Закрывшись, он минут десять стоял в абсолютном оцепенении, забыв для чего пришел, пока в дверь не начали долбиться снаружи. Щеколда клацнула. Илья испугался, что сейчас кто-нибудь ворвется и выволочит его — нравы коммунального жития могли быть весьма суровы. Всю жизнь проживший в комфорте, он ожидал от новых соседей чего угодно, вплоть до судилища и сожжения у столба на кухне. Однако никто к нему не ворвался, не стал наседать и читать нотаций, а мужской голос, приглушенный фанерой, вежливо и весомо попросил его «ускорить телодвижения, потому как всем надо».

Илья внял ему, наскоро принял холодный душ, и вскоре истуканом стоял у шкафа — в сорочке с мягким воротничком, клопового цвета галстуке и ботинках сурового выражения колодок, находясь в затруднительном положении, поскольку понятия не имел, куда должен был направиться тот неведомый, за кого его принимали, в будний день с утра.

Он мучительно обозревал себя в зеркале, прислушивался к мистическим голосам, шептавшим за левым ухом, разглядывал обстановку комнаты, но не смог отметить ничего, что бы как-то свидетельствовало о роде занятий ее жильца.

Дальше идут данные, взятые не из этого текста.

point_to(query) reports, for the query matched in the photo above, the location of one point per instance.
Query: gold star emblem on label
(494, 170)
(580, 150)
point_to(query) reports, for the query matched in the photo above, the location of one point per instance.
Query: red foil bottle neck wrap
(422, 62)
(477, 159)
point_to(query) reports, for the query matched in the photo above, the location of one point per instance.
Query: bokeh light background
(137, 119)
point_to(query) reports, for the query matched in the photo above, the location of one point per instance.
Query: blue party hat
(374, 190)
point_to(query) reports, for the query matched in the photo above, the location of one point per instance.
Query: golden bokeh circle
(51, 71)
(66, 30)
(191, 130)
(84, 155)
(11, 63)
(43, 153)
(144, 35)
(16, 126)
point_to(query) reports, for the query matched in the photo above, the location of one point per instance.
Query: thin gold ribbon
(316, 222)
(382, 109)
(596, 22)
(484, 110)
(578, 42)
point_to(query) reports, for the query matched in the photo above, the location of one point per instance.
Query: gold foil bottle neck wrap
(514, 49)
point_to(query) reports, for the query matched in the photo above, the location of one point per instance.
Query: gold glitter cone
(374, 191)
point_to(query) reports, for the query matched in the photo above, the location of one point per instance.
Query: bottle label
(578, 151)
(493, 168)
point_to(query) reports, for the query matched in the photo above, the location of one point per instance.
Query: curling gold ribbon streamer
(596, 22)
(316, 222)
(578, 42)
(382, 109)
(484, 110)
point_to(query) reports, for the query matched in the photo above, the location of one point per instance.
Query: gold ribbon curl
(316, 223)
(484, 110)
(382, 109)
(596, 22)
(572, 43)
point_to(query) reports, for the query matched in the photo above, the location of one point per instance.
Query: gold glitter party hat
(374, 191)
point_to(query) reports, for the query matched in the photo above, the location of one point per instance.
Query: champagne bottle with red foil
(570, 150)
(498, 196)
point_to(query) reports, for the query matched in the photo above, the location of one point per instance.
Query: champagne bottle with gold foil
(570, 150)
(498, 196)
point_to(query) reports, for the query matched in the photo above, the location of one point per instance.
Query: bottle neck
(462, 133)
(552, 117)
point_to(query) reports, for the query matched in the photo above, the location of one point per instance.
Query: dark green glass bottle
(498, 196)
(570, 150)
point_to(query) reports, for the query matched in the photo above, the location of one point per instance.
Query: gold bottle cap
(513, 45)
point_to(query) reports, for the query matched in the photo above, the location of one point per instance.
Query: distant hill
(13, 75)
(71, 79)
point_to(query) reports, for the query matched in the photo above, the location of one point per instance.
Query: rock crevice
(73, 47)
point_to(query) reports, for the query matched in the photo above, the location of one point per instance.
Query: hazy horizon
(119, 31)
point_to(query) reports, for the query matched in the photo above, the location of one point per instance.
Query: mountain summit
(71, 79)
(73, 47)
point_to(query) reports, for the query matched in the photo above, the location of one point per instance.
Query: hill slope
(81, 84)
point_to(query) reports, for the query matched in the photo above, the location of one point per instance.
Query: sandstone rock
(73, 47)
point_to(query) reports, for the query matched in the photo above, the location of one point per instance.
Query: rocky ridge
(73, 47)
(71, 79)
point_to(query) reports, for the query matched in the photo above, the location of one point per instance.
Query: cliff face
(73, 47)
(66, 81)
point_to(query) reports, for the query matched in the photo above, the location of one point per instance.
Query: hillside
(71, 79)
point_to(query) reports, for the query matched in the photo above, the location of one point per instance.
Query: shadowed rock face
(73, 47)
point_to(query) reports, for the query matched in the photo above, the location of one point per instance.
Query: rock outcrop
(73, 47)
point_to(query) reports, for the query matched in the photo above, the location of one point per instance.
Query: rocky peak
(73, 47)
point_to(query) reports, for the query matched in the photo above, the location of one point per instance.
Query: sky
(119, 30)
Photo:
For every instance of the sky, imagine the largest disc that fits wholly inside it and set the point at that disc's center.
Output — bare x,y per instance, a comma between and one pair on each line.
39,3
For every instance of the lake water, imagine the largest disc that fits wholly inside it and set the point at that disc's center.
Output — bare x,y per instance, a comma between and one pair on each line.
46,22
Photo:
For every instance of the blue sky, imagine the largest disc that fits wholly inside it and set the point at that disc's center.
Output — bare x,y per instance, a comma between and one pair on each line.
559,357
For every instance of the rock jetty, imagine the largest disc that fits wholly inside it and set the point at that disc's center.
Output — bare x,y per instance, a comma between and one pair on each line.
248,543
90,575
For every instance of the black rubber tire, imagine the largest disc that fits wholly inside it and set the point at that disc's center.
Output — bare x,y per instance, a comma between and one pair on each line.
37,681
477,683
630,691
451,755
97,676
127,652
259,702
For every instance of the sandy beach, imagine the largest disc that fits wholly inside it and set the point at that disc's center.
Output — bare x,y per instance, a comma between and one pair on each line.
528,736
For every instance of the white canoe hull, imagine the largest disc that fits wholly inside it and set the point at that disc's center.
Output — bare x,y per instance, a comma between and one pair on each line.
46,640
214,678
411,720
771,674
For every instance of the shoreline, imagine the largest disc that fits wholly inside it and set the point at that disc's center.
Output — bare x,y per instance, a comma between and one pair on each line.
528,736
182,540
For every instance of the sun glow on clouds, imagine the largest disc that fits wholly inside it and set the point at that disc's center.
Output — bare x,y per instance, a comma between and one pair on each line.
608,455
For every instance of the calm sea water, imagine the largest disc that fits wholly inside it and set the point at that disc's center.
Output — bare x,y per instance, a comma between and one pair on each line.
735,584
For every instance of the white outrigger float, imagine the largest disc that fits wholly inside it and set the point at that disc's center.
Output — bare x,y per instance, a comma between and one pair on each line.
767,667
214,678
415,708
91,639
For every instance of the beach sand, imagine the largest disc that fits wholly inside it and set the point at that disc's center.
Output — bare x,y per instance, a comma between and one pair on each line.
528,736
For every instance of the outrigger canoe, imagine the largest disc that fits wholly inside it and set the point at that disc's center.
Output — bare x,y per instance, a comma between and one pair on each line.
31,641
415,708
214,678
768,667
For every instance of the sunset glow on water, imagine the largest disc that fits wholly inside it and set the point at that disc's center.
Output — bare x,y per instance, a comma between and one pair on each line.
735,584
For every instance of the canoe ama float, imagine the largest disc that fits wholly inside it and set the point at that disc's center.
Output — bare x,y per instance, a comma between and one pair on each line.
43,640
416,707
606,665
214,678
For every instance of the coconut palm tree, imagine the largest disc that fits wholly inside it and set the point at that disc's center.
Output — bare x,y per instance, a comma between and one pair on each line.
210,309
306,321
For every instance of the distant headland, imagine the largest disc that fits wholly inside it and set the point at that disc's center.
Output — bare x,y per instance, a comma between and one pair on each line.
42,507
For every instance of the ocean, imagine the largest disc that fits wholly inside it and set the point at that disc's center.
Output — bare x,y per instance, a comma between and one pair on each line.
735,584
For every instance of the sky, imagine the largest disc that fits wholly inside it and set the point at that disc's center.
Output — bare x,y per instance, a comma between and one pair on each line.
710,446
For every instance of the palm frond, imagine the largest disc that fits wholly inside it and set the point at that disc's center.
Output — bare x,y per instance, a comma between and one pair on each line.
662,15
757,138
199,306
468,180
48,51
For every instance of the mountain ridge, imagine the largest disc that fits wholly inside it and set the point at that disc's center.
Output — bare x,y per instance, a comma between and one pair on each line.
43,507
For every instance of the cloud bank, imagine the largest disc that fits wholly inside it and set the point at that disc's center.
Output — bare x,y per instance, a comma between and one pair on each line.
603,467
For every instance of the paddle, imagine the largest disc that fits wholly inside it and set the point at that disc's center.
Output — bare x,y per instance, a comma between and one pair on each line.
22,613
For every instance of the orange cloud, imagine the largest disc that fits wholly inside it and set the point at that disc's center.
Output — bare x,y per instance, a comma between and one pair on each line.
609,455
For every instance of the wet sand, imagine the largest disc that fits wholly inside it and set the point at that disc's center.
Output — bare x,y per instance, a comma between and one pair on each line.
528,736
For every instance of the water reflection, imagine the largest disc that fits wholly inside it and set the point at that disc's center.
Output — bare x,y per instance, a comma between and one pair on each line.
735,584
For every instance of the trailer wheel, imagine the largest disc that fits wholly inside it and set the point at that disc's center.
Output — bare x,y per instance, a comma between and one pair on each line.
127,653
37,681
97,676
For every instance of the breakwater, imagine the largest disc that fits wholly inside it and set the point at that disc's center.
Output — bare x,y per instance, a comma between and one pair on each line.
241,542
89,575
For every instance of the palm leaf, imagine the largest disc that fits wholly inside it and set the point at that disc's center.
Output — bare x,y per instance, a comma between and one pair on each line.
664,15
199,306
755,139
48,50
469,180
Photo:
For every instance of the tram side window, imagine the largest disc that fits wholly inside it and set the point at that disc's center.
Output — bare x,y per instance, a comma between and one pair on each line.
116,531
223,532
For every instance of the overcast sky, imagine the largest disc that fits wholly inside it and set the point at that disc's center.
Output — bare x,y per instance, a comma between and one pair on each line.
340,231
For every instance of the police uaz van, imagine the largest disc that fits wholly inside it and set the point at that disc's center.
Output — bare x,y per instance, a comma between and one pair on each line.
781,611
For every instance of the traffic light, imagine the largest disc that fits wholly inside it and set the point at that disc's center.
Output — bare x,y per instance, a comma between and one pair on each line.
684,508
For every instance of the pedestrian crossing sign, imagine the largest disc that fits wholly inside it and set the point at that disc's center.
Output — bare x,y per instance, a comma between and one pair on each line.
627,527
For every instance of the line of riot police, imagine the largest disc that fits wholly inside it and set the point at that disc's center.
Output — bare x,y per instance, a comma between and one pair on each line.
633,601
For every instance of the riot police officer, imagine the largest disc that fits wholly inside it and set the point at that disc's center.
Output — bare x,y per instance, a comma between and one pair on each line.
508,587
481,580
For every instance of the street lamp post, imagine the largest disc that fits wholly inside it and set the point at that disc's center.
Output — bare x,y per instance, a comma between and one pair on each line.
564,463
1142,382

Рыбешка в малахитовых водорослях не в счет — не резчик же он по камню, в конце концов!

Во избежание немедленного конфуза и ссылаясь на подступившую тошноту, он попросил Вареньку проводить его до работы, и к огромному облегчению обнаружил, что просьба эта излишня, поскольку служат они в одном учреждении, куда немедленно оба и направляются. Супруга сначала настороженно посмотрела на него — уж не начался ли снова бенефис, а затем хихикнула, поправляя рукой прическу, щелкнула его в лоб, и первая вышла из квартиры.

Спрашивать, в каком именно заведении они служат, было бы слишком подозрительным, поэтому счастливая пара молча миновала подъезд, живописный скандал, устроенный дворником Азизом с жильцом из шестой квартиры, батальон влажных от тумана котов в пахнущем бензином дворе, и углубилась в свитые узлами московские переулки навстречу радостному социалистическому труду.

«Музей исторического материализма и традиций древности» АН СССР, известный всей Москве МИМ, занимавший бывший княжий дворец с пристройками, предстал перед Ильей в имперском великолепии — с римскими колоннами под фронтоном, подъездом, титанами и лепниной, давно скучавшими по каретам, парижским сплетням и, ах! — упавшим шелковым веерам. Большая вывеска шлифованного железа была солидной и казалась бы нерушимой, если бы ее не подточила основательно ржа, скрыв «Н» и пожрав половину «Р». Выходил какой-то дурацкий каламбур.